A $450,000 grant awarded in 2017 from the National Education Association to the New York State United Teachers allowed the Kingston City School District to undergo evaluations in how best to develop diversity-based and equitable programs.
The KCSD joined school districts in Amsterdam and Schenectady in receiving equity and culture training that focused on redesigning, enhancing and implementing early career mentoring programs to deepen the understanding of racial justice principles and how racial justice can impact students, educators and the community at large.
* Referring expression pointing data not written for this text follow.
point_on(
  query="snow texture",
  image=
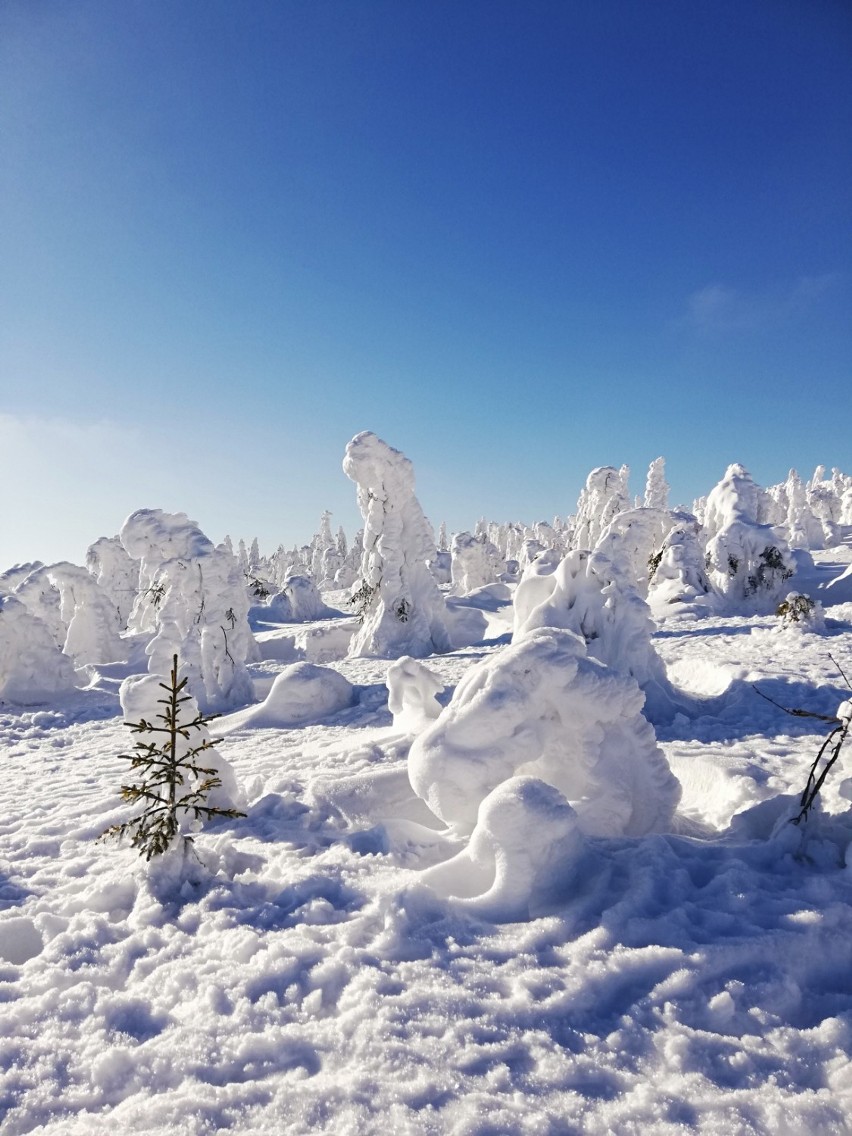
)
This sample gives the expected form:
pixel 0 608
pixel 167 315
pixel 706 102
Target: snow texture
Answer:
pixel 194 601
pixel 401 606
pixel 542 708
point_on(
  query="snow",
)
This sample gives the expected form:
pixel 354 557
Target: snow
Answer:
pixel 585 922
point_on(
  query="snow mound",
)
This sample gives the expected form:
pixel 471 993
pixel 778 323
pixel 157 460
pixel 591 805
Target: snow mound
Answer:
pixel 542 707
pixel 412 692
pixel 303 692
pixel 32 667
pixel 523 854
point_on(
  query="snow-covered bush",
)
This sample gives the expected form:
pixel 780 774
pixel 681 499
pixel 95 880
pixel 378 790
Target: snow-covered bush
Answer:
pixel 541 707
pixel 800 610
pixel 604 494
pixel 194 601
pixel 592 593
pixel 32 667
pixel 116 571
pixel 475 562
pixel 401 608
pixel 748 562
pixel 183 778
pixel 678 581
pixel 412 692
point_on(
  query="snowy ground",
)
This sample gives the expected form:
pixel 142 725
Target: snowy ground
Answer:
pixel 694 982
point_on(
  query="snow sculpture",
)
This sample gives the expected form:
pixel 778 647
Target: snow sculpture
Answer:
pixel 748 561
pixel 475 562
pixel 412 692
pixel 657 491
pixel 401 607
pixel 523 857
pixel 604 495
pixel 679 583
pixel 141 699
pixel 303 692
pixel 194 600
pixel 116 573
pixel 543 708
pixel 32 667
pixel 591 593
pixel 305 600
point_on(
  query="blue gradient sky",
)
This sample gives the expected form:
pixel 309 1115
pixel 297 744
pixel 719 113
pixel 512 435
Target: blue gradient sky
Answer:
pixel 515 240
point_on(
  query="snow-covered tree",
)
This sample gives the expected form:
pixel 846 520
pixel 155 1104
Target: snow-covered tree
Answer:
pixel 195 602
pixel 402 611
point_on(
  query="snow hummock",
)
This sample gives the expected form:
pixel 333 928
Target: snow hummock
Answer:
pixel 543 708
pixel 401 606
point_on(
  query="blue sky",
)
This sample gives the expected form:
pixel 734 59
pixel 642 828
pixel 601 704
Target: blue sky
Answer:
pixel 515 240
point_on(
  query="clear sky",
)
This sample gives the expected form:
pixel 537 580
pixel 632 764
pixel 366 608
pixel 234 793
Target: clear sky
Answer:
pixel 517 240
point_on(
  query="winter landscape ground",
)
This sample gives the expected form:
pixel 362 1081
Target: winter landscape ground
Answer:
pixel 517 852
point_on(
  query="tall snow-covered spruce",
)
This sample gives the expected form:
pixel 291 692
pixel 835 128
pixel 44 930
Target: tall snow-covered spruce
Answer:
pixel 398 600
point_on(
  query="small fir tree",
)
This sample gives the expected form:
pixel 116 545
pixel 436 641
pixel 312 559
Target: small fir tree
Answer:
pixel 174 784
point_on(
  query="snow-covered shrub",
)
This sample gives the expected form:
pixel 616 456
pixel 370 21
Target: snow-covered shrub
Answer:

“We brought in our new teachers with our mentors and we started training them in awareness and bias, and just opening doors and having conversations, and giving people a chance to really think about who they were and who other people were,” said former Kingston Teachers Federation (KTF) president and recently retired Kingston High School English teacher Lauri Naccarato. “They’re hard conversations to have, and people were not even aware that they were biased for privilege or any of the other things that exist and were dealing with. It has been difficult work, we’ve had ups and downs, but it is moving forward.”
The Board of Education on August 3 heard an update about the grant-funded pilot program.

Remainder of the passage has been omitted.